Pra quem dizia e ainda diz que Letter To God é a mesma música dividida em partes eu gostaria de contribuir nesse debate e dizer que: discordo. Inicialmente (no caso as versões 1974 e 1983) poderiam ter sido sim a mesma música mas acredito eu que a Halsey não viu mais sentido quando estava finalizando a versão de 83, parece muito mais uma história que se dividiu em três atos que se complementam, mas não são a mesma coisa:
- Letter To God (1974) é o passado, tanto que a música se mantém muito na infância dela e suas preces para ser amada;
- Letter To God (1983) é o presente, ela fala sobre o início da sua vida adulta e como tudo era muito denso e profundo, e no meio disso tudo ela faz suas preces para não ficar doente e que, se ficar, que morra logo;
- Letter To God (1998) é o futuro, é ela encontrando sua paz, sendo mãe, compartilhando seu medo mais profundo que é deixar seu filho órfão e tudo o que ela reza é por proteção e equilíbrio;
O álbum se fecha nessas questões de passado, presente e futuro até bem, tanto que se vocês pararem pra ver as letras, dá pra se ter uma ideia do que se passava na cabeça dela no meio do baque de tudo que aconteceu; sendo a versão de 74 ainda no início de tudo, a de 83 quando ela já estava mais estabilizada sobre o assunto do seu quadro de saúde e a de 98 o final da jornada, com ela já se cuidando e estando em paz com tudo. Letter to God (1998) >>pra mim<< é a melhor música que ela poderia escrever.

• The Great Impersonator: Décima oitava e última música do disco, a faixa-título foi deixada pro final propositalmente, pois aqui é desenhado o porquê do disco se chamar The Great Impersonator: novamente sobre o sentimento e a busca por pertencimento a algum lugar, aqui ela explica como ela se sente uma 'impostora' por tentar se adequar a lugares que não a cabem. Não é um encerramento ruim pois, comparada as outras diversas músicas do disco, aqui é um pouco mais light pra não pesar o clima já que o álbum é bem nebuloso as vezes.

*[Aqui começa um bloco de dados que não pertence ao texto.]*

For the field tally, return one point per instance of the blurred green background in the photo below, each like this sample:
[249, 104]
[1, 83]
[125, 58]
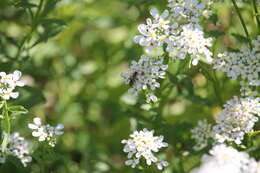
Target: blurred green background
[74, 79]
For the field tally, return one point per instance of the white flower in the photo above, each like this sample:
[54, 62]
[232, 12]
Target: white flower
[191, 42]
[244, 65]
[202, 133]
[45, 132]
[237, 119]
[8, 82]
[18, 147]
[191, 10]
[226, 160]
[144, 144]
[143, 75]
[155, 32]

Considerações Finais: Pro desespero da Pitchfork e do Anthony Fantano, The Great Impersonator não é um álbum na qual a Halsey está com 'síndrome do protagonista', e sim é um projeto no qual ela acreditou fielmente que seria seu último álbum e depois era literalmente caixão e velar o corpo dela. Chamar um trabalho de cunho extremamente pessoal e artista que o fez de 'infantil' ou dar a entender que ele é infantil é um tanto desonesto, pois mesmo se a gente desconsiderar completamente o contexto em que ele se aplica, pelo menos a proposta dele em si seria legal dar uma atenção devida e mais cautelosa por assim dizer, e nisso a música Dog Days se encaixa perfeitamente nessa situação, já que um careca e um jornal com histórico de misoginia fizeram um relativismo nojento pra uma mulher que acreditou que ia morrer dado seu quadro clínico; enquanto o BRAT (apenas pra fins de comparação, não é incitando rivalidade alguma) só falava sobre cheirar pó, se drogar e beber todas em festas, tanto o Fantano como a Pitchfork falaram que era um projeto profundo e coeso. O extremo oposto (no caso esse álbum que fiz a review agora) também é profundo e coeso se bem feito, que é o caso daqui.

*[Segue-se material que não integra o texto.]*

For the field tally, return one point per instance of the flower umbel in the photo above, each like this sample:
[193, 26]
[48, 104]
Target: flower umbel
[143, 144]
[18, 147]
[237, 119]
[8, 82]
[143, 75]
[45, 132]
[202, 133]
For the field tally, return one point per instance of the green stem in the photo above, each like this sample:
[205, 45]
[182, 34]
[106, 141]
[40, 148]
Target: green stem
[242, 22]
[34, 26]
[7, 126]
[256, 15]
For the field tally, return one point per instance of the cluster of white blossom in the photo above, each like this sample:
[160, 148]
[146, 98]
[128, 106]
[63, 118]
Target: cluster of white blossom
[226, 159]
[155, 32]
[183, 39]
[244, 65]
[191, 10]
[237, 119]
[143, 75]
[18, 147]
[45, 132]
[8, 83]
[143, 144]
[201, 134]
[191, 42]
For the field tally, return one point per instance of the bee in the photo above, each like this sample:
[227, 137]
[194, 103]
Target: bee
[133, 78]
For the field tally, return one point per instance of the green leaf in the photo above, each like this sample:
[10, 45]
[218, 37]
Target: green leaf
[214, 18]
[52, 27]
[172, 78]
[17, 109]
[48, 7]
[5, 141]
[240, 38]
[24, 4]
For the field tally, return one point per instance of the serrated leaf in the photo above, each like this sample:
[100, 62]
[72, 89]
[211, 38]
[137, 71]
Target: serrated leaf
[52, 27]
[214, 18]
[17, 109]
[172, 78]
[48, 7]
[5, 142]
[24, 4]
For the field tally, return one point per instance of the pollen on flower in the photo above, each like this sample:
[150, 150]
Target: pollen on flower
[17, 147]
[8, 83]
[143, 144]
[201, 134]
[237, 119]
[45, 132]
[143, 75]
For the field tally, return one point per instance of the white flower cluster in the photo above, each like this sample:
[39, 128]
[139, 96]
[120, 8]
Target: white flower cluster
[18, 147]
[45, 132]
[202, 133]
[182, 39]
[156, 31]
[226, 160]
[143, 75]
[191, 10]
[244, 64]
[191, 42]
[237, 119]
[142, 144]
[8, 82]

Dito isso, agora sobre o álbum em si: não importa por qual perspectiva que você o olhe, ele definitivamente não é um projeto ruim nem um pouco, quando se falam "fulano transformou sua dor em arte" em alguns casos é bem literal, e foi o que aconteceu aqui. Halsey nos leva pela sua jornada de aceitação não só do caos que virou sua vida em três anos mas também nos leva pela sua jornada de descobrir qual é o seu lugar no mundo e se ela está de acordo disso.
Inegavelmente é um projeto extremamente fechadinho e com começo, meio e fim, o único problema presente no álbum é que AS VEZES ele ficava muito pesado em questão de carga emocional, mas não era pra menos, porém houve exageros. No mais, The Great Impersonator é top3 melhores discos do ano.